The minister's "happy to see you, sister" smiled faltered as he took in the scratches on my face and the awkward way I was standing.

"May I come in?" He was wisely settling for dignified sympathy.

"Briefly."

Taking that in his stride, McCorkindale stepped across the threshold and surveyed my tiny domain.

"Very nice," he said with great sincerity. I reminded myself I must be careful. Sincerity was the Reverend McCorkindale's middle name.

I didn't offer him a chair.

This, too, he absorbed without comment.

"Miss Bard," he began when he'd taken measure of my attitude, "I know that you and Norvel Whitbread have had a personality conflict" - here I snorted -  "ever since you've had to work together at the church. I want you to know I'm extremely disturbed that he was so stupid last night, and I want you to know Norvel himself is very, very sorry he frightened you so badly."

I had been looking down, wondering when he'd get through blathering, because my bed seemed to have acquired a voice and it was calling me louder and louder. But now I looked up at Joel McCorkindale.

"I was never frightened," I said. "Mad, yes. But not frightened."

"Well, that's... good. Then, he's apologetic for having hurt you."

"I beat the shit out of him."

The minister flushed. "He is definitely a sad sight today."

I smiled.

"So, cut to the chase," I prompted.

"I have come to ask you, most humbly, if you would consider dropping the charges against Norvel. He is repentant. He knows he should not have been drinking. He knows it is wrong, very wrong, to hold grudges. He knows it is against God's commandments to harm another person, much less a woman."

I closed my eyes, wondering if he'd ever listened to himself.

The bad thing was, I reflected as McCorkindale expanded on Norvel's mental anguish, that if I hadn't had my little life-altering experience, I might be tempted to listen to this crap.

I held up a hand, indicating for him to stop.

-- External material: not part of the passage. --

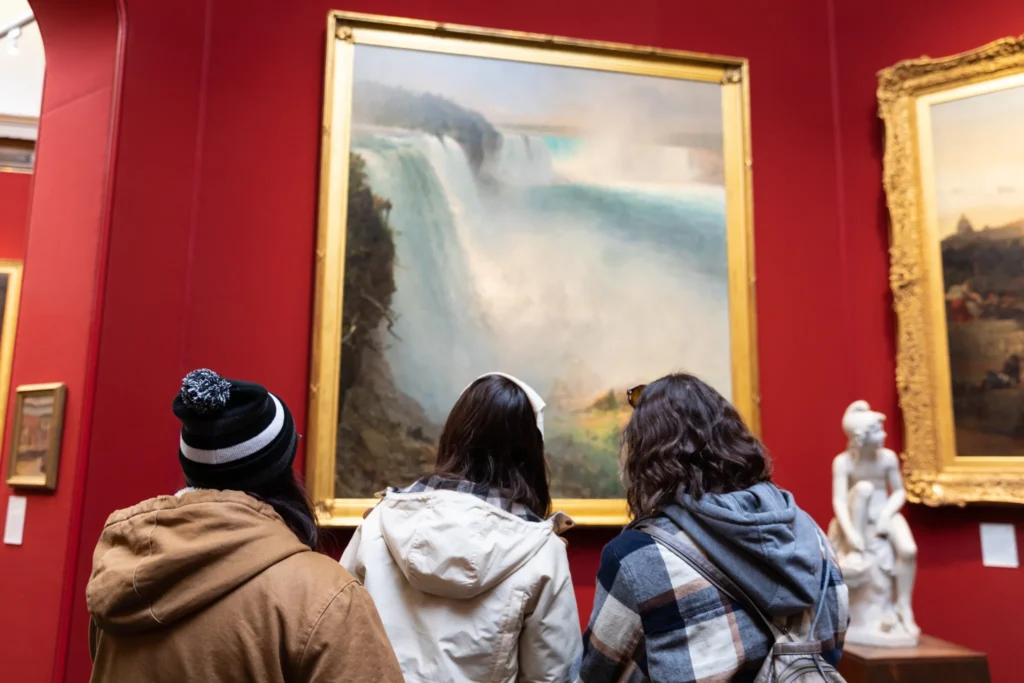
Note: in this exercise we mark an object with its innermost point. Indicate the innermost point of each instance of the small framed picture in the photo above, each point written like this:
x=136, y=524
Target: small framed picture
x=35, y=436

"I am going to prosecute him to the full extent of the law," I said flatly. "I don't care if you ever hire me again. You've known he was drinking again for weeks; you had to have known. You know whatever convictions he expresses are going to vanish when he sees another bottle. That's his religion. I have never been able to understand why you kept him on when that became apparent to anyone who cared to look. Maybe he has something on you. I don't know and I don't care. But I will not drop charges."

He took this well, like the shrewd man he is. He looked off to one side thoughtfully, turning something over in his mind.

"Lily, I have to tell you some members of our little church have felt the same way about you. They've wondered why I haven't let you go. You know, Lily, you're not everybody's cup of tea."

I felt an intense desire to laugh. The medication was undoubtedly kicking in.

"You're a mysterious and violent woman," McCorkindale prodded further. "Some people have wondered out loud to me if you should still be working in Shakespeare, or at least at our little church."